JOMAV sai com passadeira estendida
Umaro Sissoco disse ter uma agenda na qual prestará uma atenção especial às mulheres e jovens, e prometeu dirigir o Conselho de Ministros para tratar deste assunto. Mas também, insistiu em sublinhar, que vai ser um Presidente da República para “dirigir todas as etnias na Guiné-Bissau”, tendo citado os nomes das principais etnias no país.

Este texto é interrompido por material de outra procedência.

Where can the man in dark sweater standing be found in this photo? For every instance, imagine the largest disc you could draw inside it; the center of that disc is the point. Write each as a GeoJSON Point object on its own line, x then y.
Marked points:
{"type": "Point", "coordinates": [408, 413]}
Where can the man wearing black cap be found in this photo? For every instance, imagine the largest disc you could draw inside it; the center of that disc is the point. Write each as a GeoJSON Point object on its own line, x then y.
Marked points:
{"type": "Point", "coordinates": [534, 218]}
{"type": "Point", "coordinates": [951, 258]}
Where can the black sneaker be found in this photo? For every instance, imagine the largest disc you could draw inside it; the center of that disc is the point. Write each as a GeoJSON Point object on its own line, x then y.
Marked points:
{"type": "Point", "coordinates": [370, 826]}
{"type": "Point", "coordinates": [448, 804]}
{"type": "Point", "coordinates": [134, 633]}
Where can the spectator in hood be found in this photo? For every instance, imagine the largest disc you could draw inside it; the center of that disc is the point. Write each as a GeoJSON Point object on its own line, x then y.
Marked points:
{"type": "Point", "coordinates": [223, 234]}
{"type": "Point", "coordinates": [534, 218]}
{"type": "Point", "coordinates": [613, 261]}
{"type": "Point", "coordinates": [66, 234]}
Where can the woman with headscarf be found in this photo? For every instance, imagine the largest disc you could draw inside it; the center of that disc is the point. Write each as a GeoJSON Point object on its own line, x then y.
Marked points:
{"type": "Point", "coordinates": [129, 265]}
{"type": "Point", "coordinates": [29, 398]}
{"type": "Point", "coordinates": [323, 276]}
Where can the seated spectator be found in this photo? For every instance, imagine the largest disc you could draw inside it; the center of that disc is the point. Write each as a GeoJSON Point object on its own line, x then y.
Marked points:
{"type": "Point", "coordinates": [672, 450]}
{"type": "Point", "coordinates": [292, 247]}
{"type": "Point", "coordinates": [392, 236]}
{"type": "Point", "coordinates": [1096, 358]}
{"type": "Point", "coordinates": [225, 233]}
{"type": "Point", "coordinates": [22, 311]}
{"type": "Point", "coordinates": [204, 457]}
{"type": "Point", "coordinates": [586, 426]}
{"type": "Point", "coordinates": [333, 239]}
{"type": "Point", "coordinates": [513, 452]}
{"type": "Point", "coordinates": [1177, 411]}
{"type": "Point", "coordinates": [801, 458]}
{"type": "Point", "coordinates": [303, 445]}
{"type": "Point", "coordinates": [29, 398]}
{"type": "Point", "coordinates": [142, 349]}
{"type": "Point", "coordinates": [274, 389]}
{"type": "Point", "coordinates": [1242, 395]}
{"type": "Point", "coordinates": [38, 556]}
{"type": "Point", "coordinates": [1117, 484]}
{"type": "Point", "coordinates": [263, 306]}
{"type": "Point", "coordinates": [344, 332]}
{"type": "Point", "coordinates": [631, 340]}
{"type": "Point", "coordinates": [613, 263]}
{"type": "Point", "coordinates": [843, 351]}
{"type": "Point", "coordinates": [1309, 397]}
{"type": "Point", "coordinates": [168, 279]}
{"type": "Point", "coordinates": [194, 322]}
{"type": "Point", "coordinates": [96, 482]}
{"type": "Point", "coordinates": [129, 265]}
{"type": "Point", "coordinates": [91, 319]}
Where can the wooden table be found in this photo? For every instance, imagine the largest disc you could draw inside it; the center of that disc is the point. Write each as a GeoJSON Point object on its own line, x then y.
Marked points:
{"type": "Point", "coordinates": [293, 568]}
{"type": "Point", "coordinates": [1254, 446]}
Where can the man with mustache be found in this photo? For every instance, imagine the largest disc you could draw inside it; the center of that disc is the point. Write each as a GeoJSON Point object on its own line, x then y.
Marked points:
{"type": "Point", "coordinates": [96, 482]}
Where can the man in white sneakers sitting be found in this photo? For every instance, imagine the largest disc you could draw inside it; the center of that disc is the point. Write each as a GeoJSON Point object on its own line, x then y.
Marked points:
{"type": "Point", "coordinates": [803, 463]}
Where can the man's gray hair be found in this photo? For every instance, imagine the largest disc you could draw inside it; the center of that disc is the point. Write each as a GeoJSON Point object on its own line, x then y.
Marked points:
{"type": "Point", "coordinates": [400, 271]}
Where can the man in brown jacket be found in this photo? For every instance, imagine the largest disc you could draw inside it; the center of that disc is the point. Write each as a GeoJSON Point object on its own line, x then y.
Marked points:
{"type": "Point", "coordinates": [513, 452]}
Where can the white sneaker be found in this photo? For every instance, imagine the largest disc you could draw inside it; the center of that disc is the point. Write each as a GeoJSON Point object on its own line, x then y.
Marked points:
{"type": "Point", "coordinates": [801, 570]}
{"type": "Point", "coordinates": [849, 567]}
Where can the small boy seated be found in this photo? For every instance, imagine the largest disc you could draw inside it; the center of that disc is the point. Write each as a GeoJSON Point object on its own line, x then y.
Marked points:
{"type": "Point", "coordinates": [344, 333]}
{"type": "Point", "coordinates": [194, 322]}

Terminada a posse, Umaro Sissoco deslocou-se ao Palácio Côr de Rosa (Palácio da República) acompanhado de José Mário Vaz para assinalar a saída do ex-Chefe de Estado, acompanhado da esposa. José Mário Vaz com a esposa Rosa Vaz, saiu numa passadeira estendida e sob fortes aplausos daqueles que acompanharam Umaro Sissoco, dirigentes do MADEM, PRS e alguns da APU-PDGB. Para estes, José Mário Vaz fez história ao “impedir a ditadura do PAIGC” e de ter sido o “único que levou o seu mandato até ao fim”.
A investidura teve lugar, mas o país continua à espera da decisão do STJ sobre o recurso interposto pelo candidato Domingos Simões Pereira.